Telecommunications and Internet services companies WorldCom and MCI announced last fall that they would merge.  Shareholders have approved the deal.  However, the proposed merger also needs the approval of many government regulators, including the Antitrust Division of the U.S. Department of Justice, the Federal Communications Commission, the Competition Directorate of the European Commission, and a host of state public utilities commissions.  The European Commission announced in a press release on July 8 that it was conditionally approving the deal.

Their telecommunications and Internet competitor, GTE, last year sought to merge with MCI, and then opposed WorldCom's deal with MCI.  GTE filed a complaint in federal court in May 11 alleging that the other two will concentrate too much Internet backbone in one company, in violation of antitrust laws.

At yesterday's hearing the lawyers traded accusations that the other was dragging out the suit.  "MCI and WorldCom want to drag out discovery," charged GTE lawyer Steve Bradbury (Kirkland & Ellis).  "In the mean time, they would be able to close their merger," said Bradbury.  "They have every desire to delay for that reason."

WorldComm lawyer Paul Sanders (Cravath Swain) rebutted that GTE could have filed suit last year, but waited until May.  Moreover, it still has served no discovery requests or motion for preliminary injunction.

"What I would like to do is send you back to the negotiating table."

Thomas Penfield Jackson

Judge Jackson was unimpressed.  He is one of few judges who can brush off lawyers embroiled in $37 Billion dispute with the statement, "You are not the only litigants on my docket."   Judge Jackson's docket also includes both of the Department of Justice's cases against Microsoft.  "There are other litigants who would like to be heard in this court," he reminded the dozen posh lawyers who sat before him.

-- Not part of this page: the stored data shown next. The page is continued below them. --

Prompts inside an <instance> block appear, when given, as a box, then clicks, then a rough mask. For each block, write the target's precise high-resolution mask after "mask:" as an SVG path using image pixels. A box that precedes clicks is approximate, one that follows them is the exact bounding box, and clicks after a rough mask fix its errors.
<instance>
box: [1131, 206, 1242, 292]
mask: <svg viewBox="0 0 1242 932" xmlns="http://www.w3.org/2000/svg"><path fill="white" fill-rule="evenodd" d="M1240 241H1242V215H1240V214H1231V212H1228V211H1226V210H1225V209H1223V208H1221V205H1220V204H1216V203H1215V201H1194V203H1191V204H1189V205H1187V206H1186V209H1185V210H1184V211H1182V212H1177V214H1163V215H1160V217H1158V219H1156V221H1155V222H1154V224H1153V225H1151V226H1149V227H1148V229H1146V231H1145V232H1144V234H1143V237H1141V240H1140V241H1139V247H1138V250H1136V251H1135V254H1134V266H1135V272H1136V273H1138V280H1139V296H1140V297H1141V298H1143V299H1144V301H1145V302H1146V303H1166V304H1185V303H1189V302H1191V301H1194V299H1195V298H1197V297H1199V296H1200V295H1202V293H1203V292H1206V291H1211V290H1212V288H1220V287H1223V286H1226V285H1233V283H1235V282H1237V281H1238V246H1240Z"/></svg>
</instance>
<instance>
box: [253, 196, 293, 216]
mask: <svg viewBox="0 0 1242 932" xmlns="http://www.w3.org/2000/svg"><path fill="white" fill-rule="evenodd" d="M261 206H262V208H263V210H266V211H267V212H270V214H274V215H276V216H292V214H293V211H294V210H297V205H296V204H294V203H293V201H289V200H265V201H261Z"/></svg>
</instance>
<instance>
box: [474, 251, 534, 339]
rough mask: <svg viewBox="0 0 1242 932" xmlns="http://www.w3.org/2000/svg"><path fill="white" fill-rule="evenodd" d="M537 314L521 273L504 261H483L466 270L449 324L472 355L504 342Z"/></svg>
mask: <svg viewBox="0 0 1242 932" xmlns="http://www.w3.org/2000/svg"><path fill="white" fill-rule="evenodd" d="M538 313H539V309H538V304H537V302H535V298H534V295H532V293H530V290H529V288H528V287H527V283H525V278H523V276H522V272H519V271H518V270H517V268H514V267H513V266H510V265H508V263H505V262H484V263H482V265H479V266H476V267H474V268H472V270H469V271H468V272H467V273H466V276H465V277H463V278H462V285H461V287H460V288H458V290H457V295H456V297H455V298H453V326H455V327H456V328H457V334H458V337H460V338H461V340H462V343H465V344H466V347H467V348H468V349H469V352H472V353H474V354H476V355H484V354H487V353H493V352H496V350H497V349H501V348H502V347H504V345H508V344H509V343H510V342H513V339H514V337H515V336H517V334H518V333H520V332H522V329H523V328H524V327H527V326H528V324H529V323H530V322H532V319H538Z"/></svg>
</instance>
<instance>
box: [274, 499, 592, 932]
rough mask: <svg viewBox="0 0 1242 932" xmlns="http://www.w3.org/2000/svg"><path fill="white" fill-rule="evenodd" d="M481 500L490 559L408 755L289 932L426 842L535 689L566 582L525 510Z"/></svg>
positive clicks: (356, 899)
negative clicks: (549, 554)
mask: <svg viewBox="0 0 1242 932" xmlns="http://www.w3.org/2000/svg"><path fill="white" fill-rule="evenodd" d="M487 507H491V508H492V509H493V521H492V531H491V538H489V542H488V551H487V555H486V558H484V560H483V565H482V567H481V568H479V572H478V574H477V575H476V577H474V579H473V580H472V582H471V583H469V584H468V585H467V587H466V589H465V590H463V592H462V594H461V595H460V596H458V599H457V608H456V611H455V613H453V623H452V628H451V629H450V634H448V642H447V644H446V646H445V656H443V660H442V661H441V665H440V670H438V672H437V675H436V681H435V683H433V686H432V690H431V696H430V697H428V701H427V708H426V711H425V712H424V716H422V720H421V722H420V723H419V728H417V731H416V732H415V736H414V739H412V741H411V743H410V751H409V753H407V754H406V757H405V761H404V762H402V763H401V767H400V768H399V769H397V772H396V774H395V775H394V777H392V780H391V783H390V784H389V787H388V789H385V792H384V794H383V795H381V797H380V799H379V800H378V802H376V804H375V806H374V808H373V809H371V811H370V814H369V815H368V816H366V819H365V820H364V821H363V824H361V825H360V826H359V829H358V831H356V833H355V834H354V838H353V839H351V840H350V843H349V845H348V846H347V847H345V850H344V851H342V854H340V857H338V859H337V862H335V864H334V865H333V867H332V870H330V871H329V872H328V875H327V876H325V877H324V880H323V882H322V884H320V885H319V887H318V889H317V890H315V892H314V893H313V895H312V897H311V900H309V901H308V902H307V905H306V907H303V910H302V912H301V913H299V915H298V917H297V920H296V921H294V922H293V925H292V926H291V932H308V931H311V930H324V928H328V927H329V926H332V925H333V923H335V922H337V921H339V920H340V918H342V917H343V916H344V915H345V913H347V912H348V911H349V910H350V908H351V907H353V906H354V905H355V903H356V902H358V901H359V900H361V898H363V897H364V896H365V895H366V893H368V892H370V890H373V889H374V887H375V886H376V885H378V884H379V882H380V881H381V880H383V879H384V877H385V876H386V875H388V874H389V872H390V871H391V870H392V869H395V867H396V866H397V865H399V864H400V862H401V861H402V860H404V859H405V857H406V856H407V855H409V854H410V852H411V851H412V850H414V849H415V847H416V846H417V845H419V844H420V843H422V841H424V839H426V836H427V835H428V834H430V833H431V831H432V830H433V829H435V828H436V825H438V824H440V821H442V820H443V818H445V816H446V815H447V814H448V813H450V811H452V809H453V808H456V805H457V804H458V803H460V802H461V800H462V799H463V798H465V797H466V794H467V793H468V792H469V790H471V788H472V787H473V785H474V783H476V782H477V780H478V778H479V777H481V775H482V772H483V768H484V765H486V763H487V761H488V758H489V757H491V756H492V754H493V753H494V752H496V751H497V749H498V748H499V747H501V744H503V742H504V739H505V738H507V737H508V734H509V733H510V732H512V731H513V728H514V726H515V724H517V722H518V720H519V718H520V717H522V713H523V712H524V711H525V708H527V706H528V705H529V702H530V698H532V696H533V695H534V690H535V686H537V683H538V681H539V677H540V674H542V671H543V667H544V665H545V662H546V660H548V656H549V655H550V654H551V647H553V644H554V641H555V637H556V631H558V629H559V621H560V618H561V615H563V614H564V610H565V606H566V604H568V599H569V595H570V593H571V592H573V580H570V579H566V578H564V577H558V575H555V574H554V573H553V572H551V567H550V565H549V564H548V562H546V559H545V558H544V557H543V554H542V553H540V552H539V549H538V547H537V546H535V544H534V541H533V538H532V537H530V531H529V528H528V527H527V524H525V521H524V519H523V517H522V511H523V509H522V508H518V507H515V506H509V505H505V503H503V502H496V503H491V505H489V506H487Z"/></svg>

GTE wanted the Defendants to be ordered to immediately turn over all the documents that they had produced for government regulators.  MCI and WorldCom sought complex litigation treatment.  Judge Jackson granted neither request, and instead ruled that the case would proceed according to the FRCP, just as in any other case.  Defendants will have 30 days to respond to a request for production of documents.  Asked for clarification, Judge Jackson quoted Rule 34: "30 days."

Trial Date

 The trial is scheduled to begin on May 10.  The judge told the parties not to expect a change of trial date.  He said that it "is carved in granite, come hell or high water."

Discovery Schedule

Discovery will close on March 31, 1999.  However, Jackson ruled that the parties by mutual agreement can do further discovery after that date.  He declined requests to resolve specific disputes.  "I will not, unless absolutely obliged to so, establish any order regarding the order in which discovery will be conducted."   He added, "Follow the Federal Rules of Civil Procedure."

The Judge did state that after the close of discovery the matter will be referred to a Magistrate Judge for a pretrial conference.

Hart Scott Rodino Production

At the heart of the scheduling and discovery dispute was GTE's request that it immediately get copies of everything that WorldCom and MCI have produced to government regulators pursuant to the Hart-Scott-Rodino Act.

GTE's Bradbury argued that "there is no burden in turning over a cache of documents that has already been assembled."  He also argued that all these records are "a priori relevant."

MCI lawyer Carl Nagler (Jenner & Block) said it had "1,000 to 1,500 boxes sitting in a warehouse," but that "we have contracts with hundreds of third parties who have documents in those boxes ... we did not get permission to turn them over to (the Plaintiff, GTE)."  He said it would take time to sort through the records, and get permissions.  Both defense lawyers claimed that many of these Hart Scott Rodino records are not relevant to the GTE suit.

Judge Jackson made no ruling on this.  However, he did state that "if we try to segregate documents, ... that is an open invitation for me to appoint a special master."

Protective Order

Defendants also sought a protective order.  Jackson ruled that "all discovery is deemed confidential" and is "confined to counsel."  He conceded that "that is a little heavy handed."